Early each morning, Shane cleans and readies the fish to sell in the retail store of the fish house. He expertly maneuvers a sharp knife down the backbone of the fish. The cuts he makes are so swift that if you blink, you miss it, and he has already started on another fish.
He tosses the heads, tails and other waste to the pelicans bobbing in the water below. For them, it’s breakfast time, and each morning they perch on the many pilings near the fish house. As soon as Shane appears, they take their spots in the water below the deck, prepared for their morning treat.

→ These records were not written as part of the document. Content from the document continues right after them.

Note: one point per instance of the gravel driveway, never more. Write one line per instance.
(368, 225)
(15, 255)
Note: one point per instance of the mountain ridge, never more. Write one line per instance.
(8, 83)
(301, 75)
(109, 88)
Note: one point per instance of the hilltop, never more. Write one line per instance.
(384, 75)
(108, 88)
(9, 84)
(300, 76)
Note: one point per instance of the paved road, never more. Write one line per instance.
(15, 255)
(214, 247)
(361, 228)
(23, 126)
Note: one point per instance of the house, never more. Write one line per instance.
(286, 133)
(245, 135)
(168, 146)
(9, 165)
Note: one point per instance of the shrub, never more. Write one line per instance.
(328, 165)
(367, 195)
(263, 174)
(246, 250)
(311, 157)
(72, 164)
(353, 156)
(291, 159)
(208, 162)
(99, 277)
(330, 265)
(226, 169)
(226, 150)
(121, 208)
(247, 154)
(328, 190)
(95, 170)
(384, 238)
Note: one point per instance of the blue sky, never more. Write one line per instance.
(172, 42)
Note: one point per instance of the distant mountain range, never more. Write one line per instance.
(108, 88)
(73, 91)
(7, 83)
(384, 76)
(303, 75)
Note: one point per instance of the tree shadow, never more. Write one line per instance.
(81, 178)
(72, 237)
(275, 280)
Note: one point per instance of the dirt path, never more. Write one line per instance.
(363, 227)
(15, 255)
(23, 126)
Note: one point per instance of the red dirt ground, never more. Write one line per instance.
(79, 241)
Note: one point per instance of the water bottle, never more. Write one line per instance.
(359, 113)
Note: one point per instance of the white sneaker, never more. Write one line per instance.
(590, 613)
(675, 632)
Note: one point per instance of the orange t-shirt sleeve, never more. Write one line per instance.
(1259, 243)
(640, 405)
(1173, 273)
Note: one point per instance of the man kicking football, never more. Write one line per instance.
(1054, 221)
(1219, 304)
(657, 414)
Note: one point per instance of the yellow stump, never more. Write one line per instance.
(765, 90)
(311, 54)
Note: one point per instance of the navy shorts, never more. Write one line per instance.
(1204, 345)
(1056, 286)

“My father, uncle and grandfather were all commercial fishermen, and my stepfather is,” Shane says. “I like this part of it. I like seeing it all.”
Fresh, Local, Delicious
For visitors to the island, the Ocracoke Seafood Company is the place to stop (bring a cooler) for wild, fresh-caught seafood and to learn about the fishing heritage on the island. Store Manager Pattie Johnson Plyler clearly relishes her role. In between bagging up fish for a customer, she’ll hop from behind the refrigerated display cases to point out a photograph of one of the fishers or she’ll grab a cookbook and quickly thumb through it for a favored way to prepare fish. She likes to share stories and tidbits about the fishers.
“People like to talk about the fish and the fishing industry,” she says. “And they like to ask questions.”
Phil Faison retired to the island nearly four years ago, and has stopped by for the day’s catch and to inquire about shrimp. He considers Pattie one of the biggest ambassadors for Ocracoke’s fishing industry.
“Locals are proud to talk about this place,” he says.
“We are trying to help local fish communities because they are disappearing,” Pattie says. “We are very community based. We have lots of school groups that visit. Kids get to touch the fish and see where seafood comes from, right out of the water. It’s a good, educational tool.”
Even more so, she wants the public to know about the excellent quality of the product.
“It’s fresh, it’s local, it’s delicious,” she says.
“Commercial fishing has been a way of life on the Outer Banks for generations,” says Hardy Plyler, fish house manager and fisherman. “Commercial fishing supports fishing families and coastal communities.”
It’s also endangered, according to many locals.
“There are a lot of reasons,” explains Vince O’Neal, who owns the Pony Island Restaurant to supplement his fishing income. He ticks off a list: “Regulations, resources, changing markets, cheaper imported seafood, pollution and special interest groups that always manage to submit legislation. The problem isn’t overfishing off the Carolina coast. There aren’t a lot of commercial fishermen left.”